The Electoral College has voted, and Joe Biden is now officially, if not before, the President-Elect, but some Republicans still believe the election is not over.

White House Senior Advisor Stephen Miller said on Fox & Friends this morning, “The only date in the Constitution is January 20. So we have more than enough time to right the wrong of this fraudulent election result and certify Donald Trump as the winner of the election.”

“As we speak, today, an alternate slate of electors in the contested states is going to vote and we’re going to send those results up to Congress. This will ensure that all of our legal remedies remain open. That means that if we win these cases in the courts, that we can direct that the alternate state of electors be certified,” he added.

Except this is a pipe dream. No court will overturn the Electoral College vote that has now been certified. 

The 1887 Electoral Count Act (which is poorly written) theoretically allows for dueling slates of electors from contested states. An explainer by Tom Hals in Reuters states, “States with close contests between Republican President Donald Trump and his Democratic rival Joe Biden could produce competing slates of electors, one certified by the governor and the other by the legislature.”

“The risk of this happening is heightened in the battleground states of Michigan, North Carolina, Pennsylvania and Wisconsin, which have Democratic governors and Republican-controlled legislatures,” he added.

When Congress meets on January 6, 2021, if there were dueling slates of electors, theoretically, the House could approve one slate of electors and the Senate for the other.

While the Trump campaign organized alternate electors to vote, no state legislature has certified alternate electors. 

Not that it would be constitutional for a state legislature to violate their state law and state constitution to certify an alternate slate of electors contrary to the state’s popular vote anyway, and it would certainly violate federal law.

U.S. Rep. Mo Brooks, R-Mo., tweeted, “In presidential election contests, Congress has a superior role under the 12th Amendment to the Constitution than the Supreme Court, any federal court, or any state court. Congress is empowered to certify electoral college vote submissions, or not.”

Is he right? 

The section of the 12th Amendment he is referring to reads, “The President of the Senate shall, in the presence of the Senate and House of Representatives, open all the certificates and the votes shall then be counted; — The person having the greatest number of votes for President, shall be the President, if such a number be a majority of the whole number of Electors appointed; and if no such person have such majority, then from the persons having the highest numbers not exceeding three on the list of those voted for as President, the House of Representatives shall choose immediately, by ballot, the President. But in choosing the President, the votes shall be taken by states, the representation from each state having one vote…”

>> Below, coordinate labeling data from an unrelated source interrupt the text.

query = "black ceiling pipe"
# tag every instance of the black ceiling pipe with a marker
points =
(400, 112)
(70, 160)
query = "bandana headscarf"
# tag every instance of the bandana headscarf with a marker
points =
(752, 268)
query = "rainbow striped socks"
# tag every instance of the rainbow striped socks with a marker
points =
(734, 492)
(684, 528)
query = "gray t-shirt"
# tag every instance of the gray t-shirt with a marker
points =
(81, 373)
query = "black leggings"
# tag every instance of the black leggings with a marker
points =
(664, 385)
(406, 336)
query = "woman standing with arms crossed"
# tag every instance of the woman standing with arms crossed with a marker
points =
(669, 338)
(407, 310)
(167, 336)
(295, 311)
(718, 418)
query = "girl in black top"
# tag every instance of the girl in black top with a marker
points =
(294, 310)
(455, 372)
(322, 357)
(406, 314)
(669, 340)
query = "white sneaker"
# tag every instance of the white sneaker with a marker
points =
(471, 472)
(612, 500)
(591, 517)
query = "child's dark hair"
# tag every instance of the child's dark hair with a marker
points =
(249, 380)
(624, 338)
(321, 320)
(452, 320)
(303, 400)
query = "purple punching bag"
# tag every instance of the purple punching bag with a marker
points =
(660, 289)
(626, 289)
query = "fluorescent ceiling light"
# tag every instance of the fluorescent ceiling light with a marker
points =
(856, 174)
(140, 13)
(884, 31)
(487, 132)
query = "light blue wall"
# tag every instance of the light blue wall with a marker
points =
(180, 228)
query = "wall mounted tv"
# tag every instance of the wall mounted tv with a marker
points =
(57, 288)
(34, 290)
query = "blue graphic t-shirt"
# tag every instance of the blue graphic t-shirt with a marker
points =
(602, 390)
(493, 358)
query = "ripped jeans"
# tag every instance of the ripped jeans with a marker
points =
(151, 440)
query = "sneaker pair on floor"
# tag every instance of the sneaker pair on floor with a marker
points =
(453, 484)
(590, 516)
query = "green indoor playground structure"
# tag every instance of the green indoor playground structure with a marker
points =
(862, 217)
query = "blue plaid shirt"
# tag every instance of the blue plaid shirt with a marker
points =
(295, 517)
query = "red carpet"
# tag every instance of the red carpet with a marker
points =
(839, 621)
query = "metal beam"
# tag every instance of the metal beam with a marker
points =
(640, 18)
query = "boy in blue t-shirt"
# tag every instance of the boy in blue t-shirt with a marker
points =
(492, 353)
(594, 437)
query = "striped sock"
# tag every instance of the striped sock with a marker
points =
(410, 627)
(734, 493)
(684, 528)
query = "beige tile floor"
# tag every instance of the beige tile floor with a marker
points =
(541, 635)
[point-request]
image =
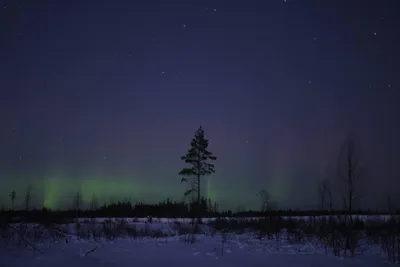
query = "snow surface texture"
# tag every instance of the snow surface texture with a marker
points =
(219, 250)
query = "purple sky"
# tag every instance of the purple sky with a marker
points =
(107, 96)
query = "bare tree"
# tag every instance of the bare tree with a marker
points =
(13, 196)
(199, 159)
(350, 173)
(28, 198)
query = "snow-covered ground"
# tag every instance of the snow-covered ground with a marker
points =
(219, 250)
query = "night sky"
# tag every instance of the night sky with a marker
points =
(105, 96)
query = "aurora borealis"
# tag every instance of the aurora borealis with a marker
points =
(104, 98)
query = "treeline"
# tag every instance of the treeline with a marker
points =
(165, 209)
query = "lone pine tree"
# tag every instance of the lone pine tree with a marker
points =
(199, 158)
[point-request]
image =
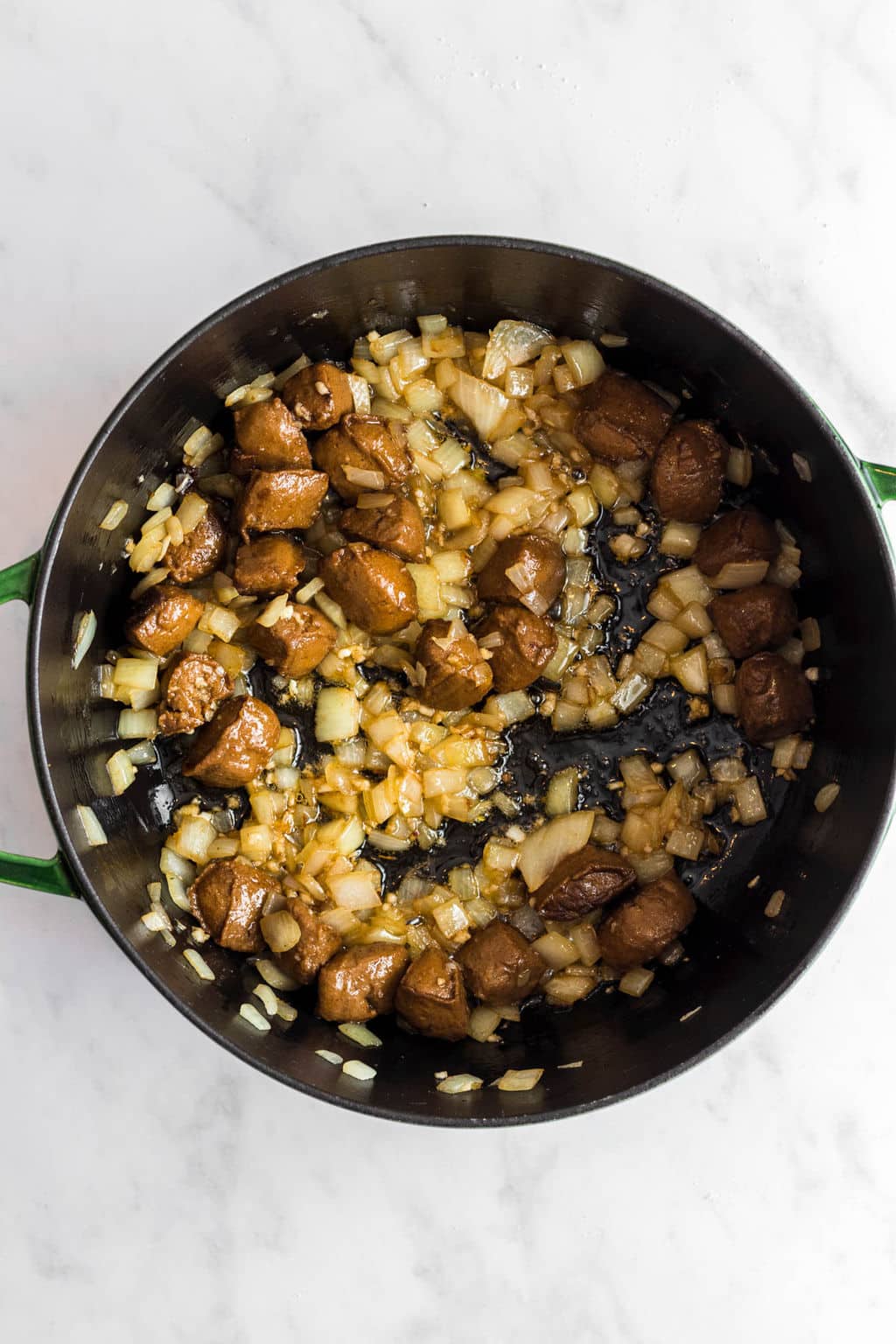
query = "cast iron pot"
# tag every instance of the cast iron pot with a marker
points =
(739, 962)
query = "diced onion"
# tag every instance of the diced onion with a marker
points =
(519, 1080)
(826, 796)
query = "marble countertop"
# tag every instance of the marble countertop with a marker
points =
(160, 160)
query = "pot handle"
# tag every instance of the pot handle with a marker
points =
(18, 581)
(881, 480)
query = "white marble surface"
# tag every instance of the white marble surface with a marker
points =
(158, 160)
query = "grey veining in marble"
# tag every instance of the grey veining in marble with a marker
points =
(158, 160)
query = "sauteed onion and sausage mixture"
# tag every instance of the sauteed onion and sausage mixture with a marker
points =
(407, 550)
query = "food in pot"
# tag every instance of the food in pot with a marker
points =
(688, 472)
(388, 522)
(296, 642)
(622, 420)
(274, 501)
(318, 396)
(520, 646)
(501, 544)
(774, 697)
(363, 453)
(374, 588)
(192, 687)
(269, 438)
(755, 619)
(361, 982)
(642, 925)
(451, 666)
(269, 564)
(236, 744)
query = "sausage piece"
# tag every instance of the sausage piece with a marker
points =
(363, 453)
(228, 898)
(688, 472)
(374, 588)
(520, 642)
(774, 697)
(200, 551)
(500, 965)
(269, 438)
(276, 501)
(192, 689)
(528, 570)
(294, 644)
(742, 536)
(360, 983)
(396, 527)
(755, 619)
(269, 564)
(163, 619)
(582, 882)
(315, 948)
(456, 674)
(431, 996)
(645, 924)
(622, 420)
(235, 746)
(318, 396)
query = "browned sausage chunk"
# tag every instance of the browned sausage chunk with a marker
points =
(363, 453)
(200, 551)
(276, 501)
(500, 965)
(268, 564)
(374, 588)
(269, 438)
(529, 570)
(431, 996)
(318, 396)
(774, 697)
(622, 418)
(163, 619)
(315, 948)
(192, 689)
(361, 982)
(457, 675)
(396, 527)
(754, 619)
(688, 472)
(236, 744)
(520, 642)
(742, 536)
(228, 898)
(294, 644)
(645, 924)
(582, 882)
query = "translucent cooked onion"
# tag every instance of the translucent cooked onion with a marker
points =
(512, 343)
(546, 847)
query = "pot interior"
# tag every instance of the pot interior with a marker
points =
(738, 960)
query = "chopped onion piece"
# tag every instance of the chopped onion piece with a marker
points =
(359, 1070)
(826, 796)
(85, 634)
(198, 962)
(457, 1083)
(329, 1055)
(546, 847)
(360, 1033)
(116, 515)
(635, 983)
(254, 1018)
(94, 834)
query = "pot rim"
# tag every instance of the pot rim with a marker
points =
(52, 546)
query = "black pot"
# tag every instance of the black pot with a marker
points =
(739, 962)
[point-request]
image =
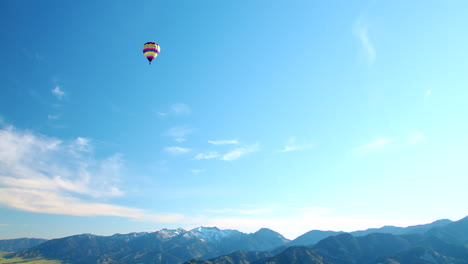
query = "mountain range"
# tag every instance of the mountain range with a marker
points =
(440, 242)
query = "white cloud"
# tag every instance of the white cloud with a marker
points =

According to the 12th Amendment, the House could supplant the candidate for President who has a plurality if a majority is not reached. 

That is not the case.

Now, back to the 1887 Electoral College Act

It reads, “Upon such reading of any such certificate or paper, the President of the Senate shall call for objections, if any. Every objection shall be made in writing, and shall state clearly and concisely, and without argument, the ground thereof, and shall be signed by at least one Senator and one Member of the House of Representatives before the same shall be received. When all objections so made to any vote or paper from a State shall have been received and read, the Senate shall thereupon withdraw, and such objections shall be submitted to the Senate for its decision; and the Speaker of the House of Representatives shall, in like manner, submit such objections to the House of Representatives for its decision; and no electoral vote or votes from any State which shall have been regularly given by electors whose appointment has been lawfully certified to according to section 6 of this title from which but one return has been received shall be rejected, but the two Houses concurrently may reject the vote or votes when they agree that such vote or votes have not been so regularly given by electors whose appointment has been so certified.”

Here’s the confusing part, the law says that “no electoral vote or votes from any State which shall been regularly given by electors whose appointment has been lawfully certified to according to section 6 of this title from which but one return has been received shall be rejected.” 

Then it says Congress can reject the vote or votes if they concurrently vote that those electoral votes were not “regularly given” and “lawfully certified.”

They shall not, but they may??? It’s convoluted. 

I’m not sure their legal rationale for that 3 U.S.C. § 6 (1948) spells out the criteria “regularly given” and “lawfully certified” electoral votes clearly. Also, per 3 U.S.C. § 5 (1948), the final determination for controversies over electors shall be determined at least six days before the Electoral College votes. This is called Safe Harbor day, and it was on December 8, 2020.

So, technically, the House and Senate could vote to reject electoral college votes, I guess, but there’s no chance that it would pass. It’s questionable that rejecting a vote that meets criteria standards under 3 U.S. Code § 6 would be legal. It’s most definitely unconstitutional because nowhere in the Constitution’s text does it give Congress this kind of authority. 

All the 12th Amendment allows is for the votes to be counted in the presence of Congress. It makes no mention of the vote requiring Congressional approval. 

So, while some on Team Trump want to state the fight to win the presidency is not over, in reality it is.